In Apache Spark while doing shuffle operations like join
and cogroup
a lot of data gets transferred across network. Now, to control the number of partitions over which shuffle happens can be controlled by configurations given in Spark SQL. That configuration is as follows:
spark.sql.shuffle.partitions
Using this configuration we can control the number of partitions of shuffle operations. By default, its value is 200
. But, 200 partitions does not make any sense if we have files of few GB(s). So, we should change them according to the amount of data we need to process via Spark SQL. Like as follows:
In this scenario we have two tables to be joined employee
and department
. Both tables contains only few records only, but we need to join them to get to know the department of each employee. So, we join them using Spark DataFrames like this:
val conf = new SparkConf().setAppName("sample").setMaster("local")
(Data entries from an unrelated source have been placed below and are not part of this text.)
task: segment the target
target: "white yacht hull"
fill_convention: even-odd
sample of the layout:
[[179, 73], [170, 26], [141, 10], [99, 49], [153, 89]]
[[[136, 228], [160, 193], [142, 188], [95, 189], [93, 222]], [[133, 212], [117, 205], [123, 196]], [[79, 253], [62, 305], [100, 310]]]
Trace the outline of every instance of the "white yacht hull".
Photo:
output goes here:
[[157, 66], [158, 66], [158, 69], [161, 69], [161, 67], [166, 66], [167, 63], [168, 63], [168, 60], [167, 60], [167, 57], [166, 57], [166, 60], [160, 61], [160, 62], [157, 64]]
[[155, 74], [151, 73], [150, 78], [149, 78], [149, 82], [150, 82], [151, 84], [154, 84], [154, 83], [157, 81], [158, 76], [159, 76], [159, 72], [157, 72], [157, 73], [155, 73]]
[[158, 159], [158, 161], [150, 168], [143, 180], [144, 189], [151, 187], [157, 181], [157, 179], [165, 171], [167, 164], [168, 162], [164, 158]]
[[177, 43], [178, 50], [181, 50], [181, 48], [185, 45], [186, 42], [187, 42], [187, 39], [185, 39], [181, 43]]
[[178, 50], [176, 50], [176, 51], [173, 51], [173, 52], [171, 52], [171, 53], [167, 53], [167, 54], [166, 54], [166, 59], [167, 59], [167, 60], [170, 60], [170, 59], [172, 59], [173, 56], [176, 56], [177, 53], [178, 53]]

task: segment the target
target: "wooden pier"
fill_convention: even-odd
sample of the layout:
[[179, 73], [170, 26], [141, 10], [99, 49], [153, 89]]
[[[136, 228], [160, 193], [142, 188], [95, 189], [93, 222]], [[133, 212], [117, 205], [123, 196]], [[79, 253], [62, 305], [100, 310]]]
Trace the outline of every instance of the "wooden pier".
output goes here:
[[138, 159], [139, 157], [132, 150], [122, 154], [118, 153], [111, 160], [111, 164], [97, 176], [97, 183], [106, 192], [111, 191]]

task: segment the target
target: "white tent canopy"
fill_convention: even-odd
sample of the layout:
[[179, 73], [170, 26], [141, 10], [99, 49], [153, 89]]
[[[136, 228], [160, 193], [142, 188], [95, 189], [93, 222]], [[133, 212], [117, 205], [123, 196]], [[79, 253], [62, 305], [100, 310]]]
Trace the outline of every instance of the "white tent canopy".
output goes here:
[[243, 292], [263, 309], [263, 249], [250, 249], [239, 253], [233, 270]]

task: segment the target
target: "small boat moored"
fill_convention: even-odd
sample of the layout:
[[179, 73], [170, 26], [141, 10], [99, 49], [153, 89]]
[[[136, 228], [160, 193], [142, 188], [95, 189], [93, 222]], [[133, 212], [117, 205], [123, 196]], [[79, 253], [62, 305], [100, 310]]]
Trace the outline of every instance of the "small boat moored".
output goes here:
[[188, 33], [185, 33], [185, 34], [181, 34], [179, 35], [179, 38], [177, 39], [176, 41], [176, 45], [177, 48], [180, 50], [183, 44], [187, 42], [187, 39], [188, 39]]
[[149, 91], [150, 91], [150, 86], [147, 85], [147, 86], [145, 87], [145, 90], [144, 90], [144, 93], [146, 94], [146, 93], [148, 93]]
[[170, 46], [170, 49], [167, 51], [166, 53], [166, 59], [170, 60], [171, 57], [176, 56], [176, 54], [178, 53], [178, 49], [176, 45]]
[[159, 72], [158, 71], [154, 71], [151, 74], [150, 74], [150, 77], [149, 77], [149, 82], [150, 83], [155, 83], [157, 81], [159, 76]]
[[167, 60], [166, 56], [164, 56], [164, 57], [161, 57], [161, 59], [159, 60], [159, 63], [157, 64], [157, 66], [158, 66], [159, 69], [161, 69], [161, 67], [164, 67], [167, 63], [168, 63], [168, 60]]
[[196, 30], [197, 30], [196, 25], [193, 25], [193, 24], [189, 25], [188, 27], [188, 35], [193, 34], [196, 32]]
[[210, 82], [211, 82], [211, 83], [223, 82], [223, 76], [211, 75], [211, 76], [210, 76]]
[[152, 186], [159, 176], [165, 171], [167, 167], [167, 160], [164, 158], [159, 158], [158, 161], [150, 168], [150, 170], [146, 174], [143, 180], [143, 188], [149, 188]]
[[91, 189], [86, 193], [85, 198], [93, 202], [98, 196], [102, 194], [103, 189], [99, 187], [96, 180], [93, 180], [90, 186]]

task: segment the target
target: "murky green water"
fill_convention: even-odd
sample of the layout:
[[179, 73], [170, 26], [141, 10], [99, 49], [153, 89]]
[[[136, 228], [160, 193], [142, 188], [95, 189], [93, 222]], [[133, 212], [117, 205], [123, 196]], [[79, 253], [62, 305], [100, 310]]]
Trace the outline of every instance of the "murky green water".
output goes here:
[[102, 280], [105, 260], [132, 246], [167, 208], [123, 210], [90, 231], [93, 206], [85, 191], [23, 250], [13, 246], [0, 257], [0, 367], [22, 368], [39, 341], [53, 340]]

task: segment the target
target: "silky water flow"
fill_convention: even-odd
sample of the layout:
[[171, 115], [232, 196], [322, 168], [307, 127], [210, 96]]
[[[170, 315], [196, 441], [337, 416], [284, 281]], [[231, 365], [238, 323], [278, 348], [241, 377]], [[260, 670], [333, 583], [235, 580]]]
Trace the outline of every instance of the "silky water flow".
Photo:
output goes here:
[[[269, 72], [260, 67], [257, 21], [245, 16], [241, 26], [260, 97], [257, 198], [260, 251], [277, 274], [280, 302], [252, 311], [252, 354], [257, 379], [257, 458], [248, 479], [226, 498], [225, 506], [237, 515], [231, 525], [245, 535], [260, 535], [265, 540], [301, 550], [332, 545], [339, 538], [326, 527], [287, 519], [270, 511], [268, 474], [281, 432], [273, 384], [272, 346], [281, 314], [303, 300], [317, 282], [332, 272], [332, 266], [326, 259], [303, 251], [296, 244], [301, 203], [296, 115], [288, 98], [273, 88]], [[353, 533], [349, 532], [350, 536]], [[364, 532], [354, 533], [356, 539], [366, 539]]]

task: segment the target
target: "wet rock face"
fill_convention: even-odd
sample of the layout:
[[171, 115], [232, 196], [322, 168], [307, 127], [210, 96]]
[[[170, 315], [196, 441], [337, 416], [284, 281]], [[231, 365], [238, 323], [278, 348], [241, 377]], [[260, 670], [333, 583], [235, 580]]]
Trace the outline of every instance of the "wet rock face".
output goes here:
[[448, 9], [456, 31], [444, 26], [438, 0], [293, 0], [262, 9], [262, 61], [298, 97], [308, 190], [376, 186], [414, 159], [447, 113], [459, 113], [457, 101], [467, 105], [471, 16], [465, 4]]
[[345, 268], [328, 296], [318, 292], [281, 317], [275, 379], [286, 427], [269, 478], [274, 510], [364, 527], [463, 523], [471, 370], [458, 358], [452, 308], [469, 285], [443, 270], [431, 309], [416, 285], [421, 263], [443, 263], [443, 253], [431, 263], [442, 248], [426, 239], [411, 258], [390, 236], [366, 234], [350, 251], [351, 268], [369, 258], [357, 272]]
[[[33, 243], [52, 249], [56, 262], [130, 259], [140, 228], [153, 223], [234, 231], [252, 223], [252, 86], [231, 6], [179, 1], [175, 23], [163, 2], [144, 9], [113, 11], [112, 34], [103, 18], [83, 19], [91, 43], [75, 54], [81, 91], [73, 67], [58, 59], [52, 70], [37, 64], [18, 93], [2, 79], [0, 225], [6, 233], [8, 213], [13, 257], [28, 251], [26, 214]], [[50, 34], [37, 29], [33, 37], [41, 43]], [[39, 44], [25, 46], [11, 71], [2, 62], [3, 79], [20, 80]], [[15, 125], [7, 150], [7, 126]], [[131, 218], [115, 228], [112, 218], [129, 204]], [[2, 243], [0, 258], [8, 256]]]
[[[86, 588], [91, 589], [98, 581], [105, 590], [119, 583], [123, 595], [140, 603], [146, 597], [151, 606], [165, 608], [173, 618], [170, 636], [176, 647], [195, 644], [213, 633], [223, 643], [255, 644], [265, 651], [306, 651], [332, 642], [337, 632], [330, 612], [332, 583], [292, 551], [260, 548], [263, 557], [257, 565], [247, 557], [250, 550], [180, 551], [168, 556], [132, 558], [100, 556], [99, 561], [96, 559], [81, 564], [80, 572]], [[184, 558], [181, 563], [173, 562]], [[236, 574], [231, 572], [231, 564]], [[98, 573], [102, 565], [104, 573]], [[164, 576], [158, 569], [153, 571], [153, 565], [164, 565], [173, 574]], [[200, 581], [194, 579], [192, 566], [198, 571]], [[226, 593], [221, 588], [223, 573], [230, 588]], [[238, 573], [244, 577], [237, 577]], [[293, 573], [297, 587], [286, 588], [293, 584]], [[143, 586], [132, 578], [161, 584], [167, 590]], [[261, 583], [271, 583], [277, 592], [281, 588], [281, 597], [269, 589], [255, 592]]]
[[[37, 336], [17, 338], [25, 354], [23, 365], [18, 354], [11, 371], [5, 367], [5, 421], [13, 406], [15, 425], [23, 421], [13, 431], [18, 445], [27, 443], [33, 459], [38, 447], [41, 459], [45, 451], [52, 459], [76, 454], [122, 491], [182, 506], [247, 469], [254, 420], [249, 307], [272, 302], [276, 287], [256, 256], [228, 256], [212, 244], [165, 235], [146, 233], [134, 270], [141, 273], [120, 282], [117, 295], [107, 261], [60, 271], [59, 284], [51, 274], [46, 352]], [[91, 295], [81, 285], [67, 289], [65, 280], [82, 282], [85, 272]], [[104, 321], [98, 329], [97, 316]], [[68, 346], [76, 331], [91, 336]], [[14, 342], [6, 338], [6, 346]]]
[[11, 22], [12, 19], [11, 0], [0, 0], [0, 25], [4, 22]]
val sc = new SparkContext(conf)
val employee = sc.parallelize(List("Bob", "Alice")).toDF("name")
val department = sc.parallelize(List(("Bob", "Accounts"), ("Alice", "Sales"))).toDF("name", "department")
employeeDF.join(departmentDF, "employeeName").show()
Now, the number of partitions that gets created while doing join are 200 by default which is of course too much for this much amount of data.
So, lets change this value so that we can reduce the number of shuffle operations.
val conf = new SparkConf().setAppName("sample").setMaster("local").set("spark.sql.shuffle.partitions", 2)
val sc = new SparkContext(conf)
val employee = sc.parallelize(List("Bob", "Alice")).toDF("name")
val department = sc.parallelize(List(("Bob", "Accounts"), ("Alice", "Sales"))).toDF("name", "department")
employeeDF.join(departmentDF, "employeeName").show()
Now, the number of shuffle partitions are reduced to only 2, which will not only reduce the number of shuffling operations but also reduce the time taken to join the DataFrames from 0.878505 s
to 0.077847 s
.
So, always configure the number of partitions for shuffle operations according to the data being processed.